Ouvrons nos cœurs à ce printemps sans fioritures, juste lui-même, quasi réel. J'ai même oublié que j'avais affaire ici à des mots.
Bravo cher Vincent.
A vous relire, sans modération, bien sûr.

   Cristale   
3/4/2018
 a aimé ce texte 
Beaucoup ↑
Un poème élégant agréable à la lecture, je dirais même apaisant comme un instant prolongé de méditation.
Tout coule, les mots tels cette "brise caressante" et ce dernier quatrain d'un romantisme à tomber par terre...m'ont séduite.
La technique respecte la prosodie, certains points ont été évoqués, je n'ai donc rien à ajouter de plus qui puisse aider l'auteur très aguerri.
Bravo et merci Vincent !
Cristale

   jfmoods   
3/4/2018
Ce poème en alexandrins est composé de 4 quatrains à rimes croisées, suffisantes et riches, tour à tour féminines et masculines.

J'aurais mis un point-virgule en fin de vers 6, une virgule en fin de vers 7. Je n'aurais pas mis de virgule en fin de vers 13.

L'environnement, appréhendé aussi bien dans la proximité que dans la distance (marqueurs spatiaux : "Depuis mon banc de bois", "dans mon jardin", "au loin"), sollicite un fertile champ de perception (toucher : "il est doux de sentir la brise caressante / Effleurer mon visage", odorat suggéré : "fleurissent quelques roses", vue : "Donnant de la couleur aux tiges des arceaux", "Madame la nature a sorti ses pinceaux", "Le bouleau reverdit de son jeune feuillage", ouïe : "un coq de sa gorge puissante / Chante pour son harem un vieux refrain viril", "Moineaux et sansonnets mêlent leur babillage / Aux longs roucoulements d’un couple de pigeons", "j’entends chanter ma belle, / De sa voix cristalline aux sons mélodieux", "Son hommage au printemps, modeste ritournelle, / Devient un chant d’amour").

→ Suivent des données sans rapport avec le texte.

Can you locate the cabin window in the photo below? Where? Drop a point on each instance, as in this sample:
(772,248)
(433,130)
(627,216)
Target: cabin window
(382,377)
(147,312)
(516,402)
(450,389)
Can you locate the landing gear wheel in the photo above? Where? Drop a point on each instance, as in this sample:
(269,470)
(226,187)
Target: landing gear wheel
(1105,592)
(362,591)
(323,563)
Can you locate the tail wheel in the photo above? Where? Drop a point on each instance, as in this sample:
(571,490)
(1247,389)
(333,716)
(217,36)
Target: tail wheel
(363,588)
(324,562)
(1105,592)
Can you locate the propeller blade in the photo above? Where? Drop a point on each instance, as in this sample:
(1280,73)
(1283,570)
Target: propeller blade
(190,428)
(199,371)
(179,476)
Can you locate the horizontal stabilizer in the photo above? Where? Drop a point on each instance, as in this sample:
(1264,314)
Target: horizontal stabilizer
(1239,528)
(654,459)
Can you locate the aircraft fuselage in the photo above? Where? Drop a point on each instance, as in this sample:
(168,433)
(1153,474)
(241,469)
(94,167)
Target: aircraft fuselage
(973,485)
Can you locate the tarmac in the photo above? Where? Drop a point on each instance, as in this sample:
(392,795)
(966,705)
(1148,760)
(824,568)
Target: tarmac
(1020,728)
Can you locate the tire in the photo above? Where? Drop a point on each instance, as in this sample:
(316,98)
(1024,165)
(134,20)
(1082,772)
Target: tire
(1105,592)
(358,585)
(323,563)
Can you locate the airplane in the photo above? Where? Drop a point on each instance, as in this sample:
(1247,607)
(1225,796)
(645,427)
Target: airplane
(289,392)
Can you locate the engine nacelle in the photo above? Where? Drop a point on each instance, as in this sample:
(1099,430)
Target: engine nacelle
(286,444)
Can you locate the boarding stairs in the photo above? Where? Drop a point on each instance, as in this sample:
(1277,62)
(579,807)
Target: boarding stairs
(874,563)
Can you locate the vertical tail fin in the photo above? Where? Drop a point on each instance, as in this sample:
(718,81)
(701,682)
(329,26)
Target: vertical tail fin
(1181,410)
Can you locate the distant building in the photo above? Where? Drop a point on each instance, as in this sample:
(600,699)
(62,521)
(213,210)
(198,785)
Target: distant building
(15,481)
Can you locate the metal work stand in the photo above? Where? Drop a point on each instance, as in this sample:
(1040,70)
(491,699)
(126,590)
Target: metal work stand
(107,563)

Émerveillé par le réveil vigoureux de la nature, le poète s'extrait avec ravissement d'une longue et moribonde hibernation (exclamation du titre : "Vive le printemps !", antithèse avec glissement du pluriel vers le singulier : "les mois d’hiver moroses" / "en ce beau mois d'avril", diérèse à la rime : "mélodieux" / "radieux").

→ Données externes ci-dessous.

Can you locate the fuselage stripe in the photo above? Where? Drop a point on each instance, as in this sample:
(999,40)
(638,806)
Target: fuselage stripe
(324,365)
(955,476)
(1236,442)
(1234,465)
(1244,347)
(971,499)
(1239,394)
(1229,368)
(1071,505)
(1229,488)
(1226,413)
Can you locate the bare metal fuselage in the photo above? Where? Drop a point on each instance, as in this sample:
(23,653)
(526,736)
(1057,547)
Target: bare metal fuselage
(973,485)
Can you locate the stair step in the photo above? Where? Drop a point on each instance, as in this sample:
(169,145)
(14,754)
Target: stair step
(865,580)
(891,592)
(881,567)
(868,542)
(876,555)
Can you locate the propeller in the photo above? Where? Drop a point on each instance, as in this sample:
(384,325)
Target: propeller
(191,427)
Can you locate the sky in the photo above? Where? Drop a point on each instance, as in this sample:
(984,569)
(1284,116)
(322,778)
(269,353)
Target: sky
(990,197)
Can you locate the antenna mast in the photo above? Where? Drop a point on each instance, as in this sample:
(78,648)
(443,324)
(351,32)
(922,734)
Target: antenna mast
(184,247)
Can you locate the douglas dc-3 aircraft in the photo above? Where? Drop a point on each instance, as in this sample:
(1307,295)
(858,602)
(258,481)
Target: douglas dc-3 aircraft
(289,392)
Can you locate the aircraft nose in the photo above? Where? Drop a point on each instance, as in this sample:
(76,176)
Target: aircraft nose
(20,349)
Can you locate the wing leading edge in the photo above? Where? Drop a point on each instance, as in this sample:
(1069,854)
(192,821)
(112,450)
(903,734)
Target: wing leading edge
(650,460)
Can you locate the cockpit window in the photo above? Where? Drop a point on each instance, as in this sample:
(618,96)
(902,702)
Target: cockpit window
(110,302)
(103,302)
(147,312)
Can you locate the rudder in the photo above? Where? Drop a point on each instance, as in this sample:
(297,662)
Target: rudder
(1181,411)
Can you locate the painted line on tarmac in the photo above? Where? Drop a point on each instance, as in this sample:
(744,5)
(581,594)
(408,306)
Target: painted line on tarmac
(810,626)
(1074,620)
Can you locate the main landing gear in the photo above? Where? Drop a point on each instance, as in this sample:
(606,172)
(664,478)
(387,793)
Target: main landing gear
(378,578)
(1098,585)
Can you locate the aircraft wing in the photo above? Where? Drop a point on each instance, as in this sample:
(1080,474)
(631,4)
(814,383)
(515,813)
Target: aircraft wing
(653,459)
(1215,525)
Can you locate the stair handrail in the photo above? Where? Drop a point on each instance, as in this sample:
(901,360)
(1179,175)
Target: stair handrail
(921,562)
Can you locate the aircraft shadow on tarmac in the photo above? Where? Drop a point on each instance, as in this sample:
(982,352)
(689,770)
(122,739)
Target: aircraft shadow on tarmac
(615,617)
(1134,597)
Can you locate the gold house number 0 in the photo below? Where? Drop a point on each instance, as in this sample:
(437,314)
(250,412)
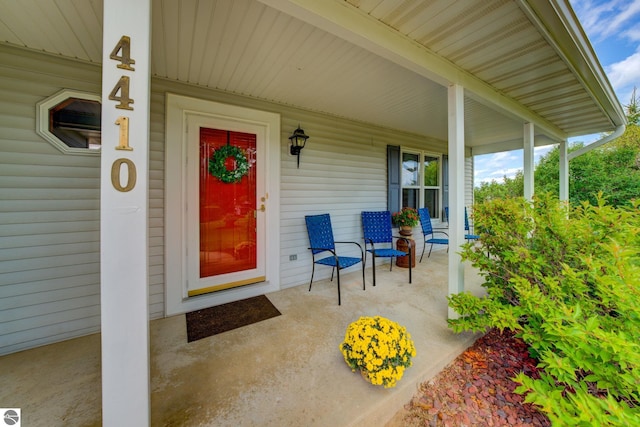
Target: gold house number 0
(120,93)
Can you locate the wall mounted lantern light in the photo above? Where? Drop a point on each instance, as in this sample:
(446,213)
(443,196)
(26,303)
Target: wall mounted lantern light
(298,140)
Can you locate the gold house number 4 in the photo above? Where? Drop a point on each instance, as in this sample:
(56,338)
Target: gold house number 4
(122,54)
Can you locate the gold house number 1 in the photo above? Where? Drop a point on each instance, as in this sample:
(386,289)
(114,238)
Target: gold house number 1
(120,93)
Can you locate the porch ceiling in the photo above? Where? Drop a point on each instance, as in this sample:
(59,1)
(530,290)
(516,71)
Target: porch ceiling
(518,61)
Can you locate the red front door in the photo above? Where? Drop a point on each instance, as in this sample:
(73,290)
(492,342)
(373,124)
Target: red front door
(228,241)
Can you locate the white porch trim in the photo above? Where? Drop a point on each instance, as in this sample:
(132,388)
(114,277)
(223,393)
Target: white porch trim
(124,199)
(456,190)
(564,171)
(529,137)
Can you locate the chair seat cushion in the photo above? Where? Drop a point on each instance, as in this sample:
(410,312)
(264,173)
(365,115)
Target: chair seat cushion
(438,241)
(387,252)
(344,261)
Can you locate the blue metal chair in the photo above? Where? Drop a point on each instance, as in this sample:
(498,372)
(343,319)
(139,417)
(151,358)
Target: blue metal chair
(321,240)
(468,235)
(376,227)
(428,230)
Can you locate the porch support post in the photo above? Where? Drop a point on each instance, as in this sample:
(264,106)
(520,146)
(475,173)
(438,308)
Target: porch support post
(456,190)
(528,161)
(564,171)
(124,212)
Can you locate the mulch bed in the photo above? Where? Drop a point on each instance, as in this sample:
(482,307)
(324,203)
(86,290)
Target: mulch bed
(476,388)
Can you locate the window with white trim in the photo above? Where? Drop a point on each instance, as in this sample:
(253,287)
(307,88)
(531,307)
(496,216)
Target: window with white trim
(421,181)
(71,120)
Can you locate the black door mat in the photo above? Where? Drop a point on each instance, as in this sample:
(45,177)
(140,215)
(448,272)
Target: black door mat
(215,320)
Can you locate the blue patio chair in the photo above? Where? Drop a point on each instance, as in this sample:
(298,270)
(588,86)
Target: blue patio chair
(468,235)
(428,230)
(321,240)
(376,228)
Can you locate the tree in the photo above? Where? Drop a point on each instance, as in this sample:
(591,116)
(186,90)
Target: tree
(613,169)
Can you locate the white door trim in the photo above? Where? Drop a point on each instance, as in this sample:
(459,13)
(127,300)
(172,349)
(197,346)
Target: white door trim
(177,109)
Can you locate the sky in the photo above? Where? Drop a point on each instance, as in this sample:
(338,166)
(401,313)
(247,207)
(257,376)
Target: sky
(613,28)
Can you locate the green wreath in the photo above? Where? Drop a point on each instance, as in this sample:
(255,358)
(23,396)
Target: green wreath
(218,169)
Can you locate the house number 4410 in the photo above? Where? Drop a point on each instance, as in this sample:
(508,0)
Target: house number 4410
(120,93)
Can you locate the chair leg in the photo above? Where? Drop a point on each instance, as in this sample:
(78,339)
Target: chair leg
(338,284)
(410,258)
(313,270)
(373,262)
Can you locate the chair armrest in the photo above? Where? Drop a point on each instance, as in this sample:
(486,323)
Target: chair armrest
(355,243)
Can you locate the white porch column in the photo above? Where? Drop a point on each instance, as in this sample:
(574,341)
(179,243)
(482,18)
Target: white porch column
(528,161)
(456,190)
(123,213)
(564,171)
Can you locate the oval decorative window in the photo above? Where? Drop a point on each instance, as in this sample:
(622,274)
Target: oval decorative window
(71,120)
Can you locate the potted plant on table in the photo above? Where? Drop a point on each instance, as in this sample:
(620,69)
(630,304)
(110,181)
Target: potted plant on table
(405,220)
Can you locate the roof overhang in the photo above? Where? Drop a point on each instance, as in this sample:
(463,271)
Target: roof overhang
(384,62)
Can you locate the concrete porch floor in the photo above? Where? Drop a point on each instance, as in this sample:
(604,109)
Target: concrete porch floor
(285,371)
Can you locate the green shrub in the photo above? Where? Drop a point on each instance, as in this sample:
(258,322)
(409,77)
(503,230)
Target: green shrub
(567,281)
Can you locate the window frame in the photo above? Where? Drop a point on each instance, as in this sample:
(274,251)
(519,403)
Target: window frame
(42,120)
(421,187)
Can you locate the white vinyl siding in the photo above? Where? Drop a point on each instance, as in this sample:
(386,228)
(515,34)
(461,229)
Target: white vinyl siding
(49,201)
(49,210)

Virilité et féminité encadrent une évocation dans laquelle la sensualité de la saison qui naît est soulignée par quelques assonances (a, an, i) et allitérations (b, p, f, v).

Merci pour ce partage !

   Vincendix   
4/4/2018
Double emploi!

   Vincendix   
4/4/2018

   Miguel   
28/4/2018
 a aimé ce texte 
Beaucoup
Voilà la poésie que j'aime ; la rigueur classique et sa simplicité, et un instant de répit bienvenu avec cette vision apaisante du monde. Le rythme, les sonorités et les images forment un ensemble particulièrement lyrique où la nature et l'amour sont comme un habitant heureux et son accueillante maison. On en redemande. Bravo

   erratum   
1/6/2018
 a aimé ce texte 
Beaucoup
Bonjour, Vincendix !

J'aime beaucoup ces quatrains qui me rappellent un ancien sonnet que j'avais écrit pour le printemps...
J'en sens la fraîcheur revigorante après l'hiver morose ainsi que les feuillages renaissants et les appels des oiseaux de tous genres
(sauf le coq qui m'exaspère par sa persistance à brailler) et les derniers vers sont délicieux, ourlés de tendresse et d'amour...
La forme et la prosodie sont bien respectées, quoique mon ouïe soit quelque peu heurtée par "Au loin - un coq..." qui aurait pu être "Alors qu'un coq, au loin,.." Amicalement, D.G.